Она проглотила ужасные слова, готовые сорваться с губ, что ее отец никогда не любил ее. Самое большее, что она могла сказать Вивиан, было:

— Вам повезло. Звучит так, будто вы никогда не сомневались в своем отце.

— Да, мне повезло. Он никогда не давал мне повода сомневаться в его любви.

— Отлично, и мой тоже, — быстро сказала Викки. — По крайней мере, до того, как он рискнул всем, что было моим, моей матери и моих братьев из-за вас.

— Не из-за меня. Разве вы не понимаете, Викки? Не из-за меня. Ради Гонконга. Ради всех нас.

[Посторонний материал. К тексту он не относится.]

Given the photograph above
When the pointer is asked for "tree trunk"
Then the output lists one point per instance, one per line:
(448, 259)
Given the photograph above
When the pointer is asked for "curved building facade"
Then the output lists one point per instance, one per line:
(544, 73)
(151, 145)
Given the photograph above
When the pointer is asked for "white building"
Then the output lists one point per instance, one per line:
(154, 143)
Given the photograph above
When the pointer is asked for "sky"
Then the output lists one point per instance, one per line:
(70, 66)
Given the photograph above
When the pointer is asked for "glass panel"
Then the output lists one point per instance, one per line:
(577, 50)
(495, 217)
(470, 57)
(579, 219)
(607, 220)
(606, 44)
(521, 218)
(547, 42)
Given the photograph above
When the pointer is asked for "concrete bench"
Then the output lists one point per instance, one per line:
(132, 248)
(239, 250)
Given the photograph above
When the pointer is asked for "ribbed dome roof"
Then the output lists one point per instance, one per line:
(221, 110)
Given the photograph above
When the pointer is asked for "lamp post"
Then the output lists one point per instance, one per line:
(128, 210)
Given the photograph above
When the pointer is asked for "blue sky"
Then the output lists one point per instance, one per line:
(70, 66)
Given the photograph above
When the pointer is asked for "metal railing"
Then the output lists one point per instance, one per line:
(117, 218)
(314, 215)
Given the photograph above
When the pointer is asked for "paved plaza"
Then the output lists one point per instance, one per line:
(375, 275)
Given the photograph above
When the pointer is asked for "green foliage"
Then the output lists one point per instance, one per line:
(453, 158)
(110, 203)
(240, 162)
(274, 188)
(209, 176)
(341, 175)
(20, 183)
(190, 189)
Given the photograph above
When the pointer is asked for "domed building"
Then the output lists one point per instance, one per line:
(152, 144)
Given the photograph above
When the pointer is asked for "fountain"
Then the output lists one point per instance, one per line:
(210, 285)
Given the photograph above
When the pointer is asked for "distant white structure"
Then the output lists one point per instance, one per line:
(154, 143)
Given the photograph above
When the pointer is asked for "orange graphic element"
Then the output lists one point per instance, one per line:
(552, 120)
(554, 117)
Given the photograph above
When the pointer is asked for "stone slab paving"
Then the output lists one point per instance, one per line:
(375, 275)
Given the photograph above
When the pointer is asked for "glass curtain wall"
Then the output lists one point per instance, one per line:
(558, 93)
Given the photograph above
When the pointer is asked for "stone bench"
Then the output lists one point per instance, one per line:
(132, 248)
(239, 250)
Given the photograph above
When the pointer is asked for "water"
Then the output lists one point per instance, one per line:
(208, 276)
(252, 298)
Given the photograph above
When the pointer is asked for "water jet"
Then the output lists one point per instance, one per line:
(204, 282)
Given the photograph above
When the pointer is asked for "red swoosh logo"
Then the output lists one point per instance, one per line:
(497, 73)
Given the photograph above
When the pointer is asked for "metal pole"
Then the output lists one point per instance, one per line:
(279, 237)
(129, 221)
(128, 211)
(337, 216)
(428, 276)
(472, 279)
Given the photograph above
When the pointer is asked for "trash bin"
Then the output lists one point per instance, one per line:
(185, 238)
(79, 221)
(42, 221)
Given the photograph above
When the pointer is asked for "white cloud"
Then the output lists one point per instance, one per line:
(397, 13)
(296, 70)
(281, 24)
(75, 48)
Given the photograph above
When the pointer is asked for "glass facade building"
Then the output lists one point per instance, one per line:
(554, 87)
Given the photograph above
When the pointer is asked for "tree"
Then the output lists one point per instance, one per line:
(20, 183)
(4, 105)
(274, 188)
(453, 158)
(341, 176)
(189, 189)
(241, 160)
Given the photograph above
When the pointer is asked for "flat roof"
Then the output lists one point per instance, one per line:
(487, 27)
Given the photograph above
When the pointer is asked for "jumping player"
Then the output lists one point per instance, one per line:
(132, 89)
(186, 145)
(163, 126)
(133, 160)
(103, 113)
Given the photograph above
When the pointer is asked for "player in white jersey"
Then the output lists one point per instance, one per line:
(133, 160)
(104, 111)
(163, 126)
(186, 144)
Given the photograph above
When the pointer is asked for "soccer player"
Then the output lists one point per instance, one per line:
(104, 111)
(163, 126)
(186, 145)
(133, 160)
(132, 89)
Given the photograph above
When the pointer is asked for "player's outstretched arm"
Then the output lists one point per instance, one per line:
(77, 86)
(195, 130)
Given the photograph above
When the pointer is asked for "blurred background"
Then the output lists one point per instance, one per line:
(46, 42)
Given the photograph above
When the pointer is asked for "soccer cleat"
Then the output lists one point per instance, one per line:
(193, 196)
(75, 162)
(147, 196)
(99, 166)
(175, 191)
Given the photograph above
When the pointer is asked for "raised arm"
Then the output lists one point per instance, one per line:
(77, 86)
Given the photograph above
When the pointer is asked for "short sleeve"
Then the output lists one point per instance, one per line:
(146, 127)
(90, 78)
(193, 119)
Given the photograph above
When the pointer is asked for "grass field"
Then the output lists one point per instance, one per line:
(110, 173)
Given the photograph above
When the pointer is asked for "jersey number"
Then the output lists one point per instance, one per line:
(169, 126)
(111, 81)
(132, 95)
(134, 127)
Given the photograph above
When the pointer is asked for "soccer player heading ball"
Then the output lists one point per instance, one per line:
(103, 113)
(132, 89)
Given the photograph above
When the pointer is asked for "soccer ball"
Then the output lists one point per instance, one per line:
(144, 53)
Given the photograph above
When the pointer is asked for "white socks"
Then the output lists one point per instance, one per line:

— Вы очень патетичны в своей вере. Теперь я могу понять, как вы уговорили его. Но вы не сделаете это со мной. Я по-прежнему собираюсь уволить вас.

Вивиан открыла дверь. Встревоженные сиделки прибежали на этот звук.

— Боюсь, — сказала она, — что вы не можете уволить меня.

— Что? Вы льстите себе. Ради Бога. Но только освободите свой офис к вечеру.

— Это не так просто, как вам кажется.

— О, разве? Смотрите.

Она повернула монитор своего компьютера в сторону Вивиан, чувствуя, что она вне себя. Но ей слишком много делали больно, чтобы она могла осознавать то, что делает.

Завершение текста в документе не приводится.